Bei Betriebsübernahme und Gründung: Keine Gebühren für KFZ-Ummeldung

04.Juni 2018

Start-ups und Nachfolgebetriebe müssen bei der Ummeldung der Firmenautos oder anderer KFZ keine Gebühren zahlen, erinnert Hübner & Hübner im aktuellen Newsletter.

Für Neugründungen und Übertragungen von Betrieben sieht das Neugründungs-Förderungsgesetz (NeuFöG) eine Gebührenbefreiung für Zulassungsscheine vor, wenn betrieblich genutzte Wagen umgemeldet werden müssen.

Keine Gerichtsgebühren

Aufgrund des NeuFöG entfallen bei einer Betriebsübertragung und Neugründung Stempelgebühren und Bundesverwaltungsabgaben. Im Konkreten sind dies

  • Gerichtsgebühren für die Eintragungen in das Firmenbuch
  • Grunderwerbsteuer wird nicht erhoben, soweit der für die Berechnung der Steuern maßgebende Wert € 75.000 nicht übersteigt.

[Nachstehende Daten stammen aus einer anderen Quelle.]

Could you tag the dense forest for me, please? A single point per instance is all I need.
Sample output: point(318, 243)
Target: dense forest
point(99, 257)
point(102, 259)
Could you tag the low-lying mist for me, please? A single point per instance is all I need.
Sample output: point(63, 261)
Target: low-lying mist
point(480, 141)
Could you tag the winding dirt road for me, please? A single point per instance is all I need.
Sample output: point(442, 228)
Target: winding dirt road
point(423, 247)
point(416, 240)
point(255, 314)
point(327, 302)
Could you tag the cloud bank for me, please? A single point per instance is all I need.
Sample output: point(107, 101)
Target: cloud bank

KFZ-Ummeldung ist inkludiert

Im Zuge der Neugründungsförderung kommt auch die Gebührenbefreiung für Zulassungsscheine zum Tragen, wenn betriebliche Kraftfahrzeuge umgemeldet werden. Es kommt bei der Betriebsübergabe jedoch vor, dass die Ummeldung der betrieblichen Kraftfahrzeuge erst zu einem späteren Zeitpunkt erfolgt.

Verspätete Ummeldung?

Beispiel: Der Landwirt A hat seinem Sohn im August 2015 den gesamten landwirtschaftlichen Betrieb samt Traktoren zur weiteren Bewirtschaftung übergeben. 2017 möchte nun der Übernehmer die Traktoren auf sich ummelden und hierfür die Begünstigung nach dem NeuFöG in Anspruch nehmen.
Die Übergabe stellt eine Betriebsübertragung dar und die Übertragung der Kraftfahrzeuge ist unmittelbar durch die Betriebsübertragung veranlasst. Da es auf die tatsächliche Übergabe und die Aufnahme in das Anlagevermögen des Übernehmers (Sohn), nicht jedoch auf den Zeitpunkt der Anmeldung des Kraftfahrzeuges ankommt, steht die Befreiung von der Gebühr im Jahr 2017 noch zu.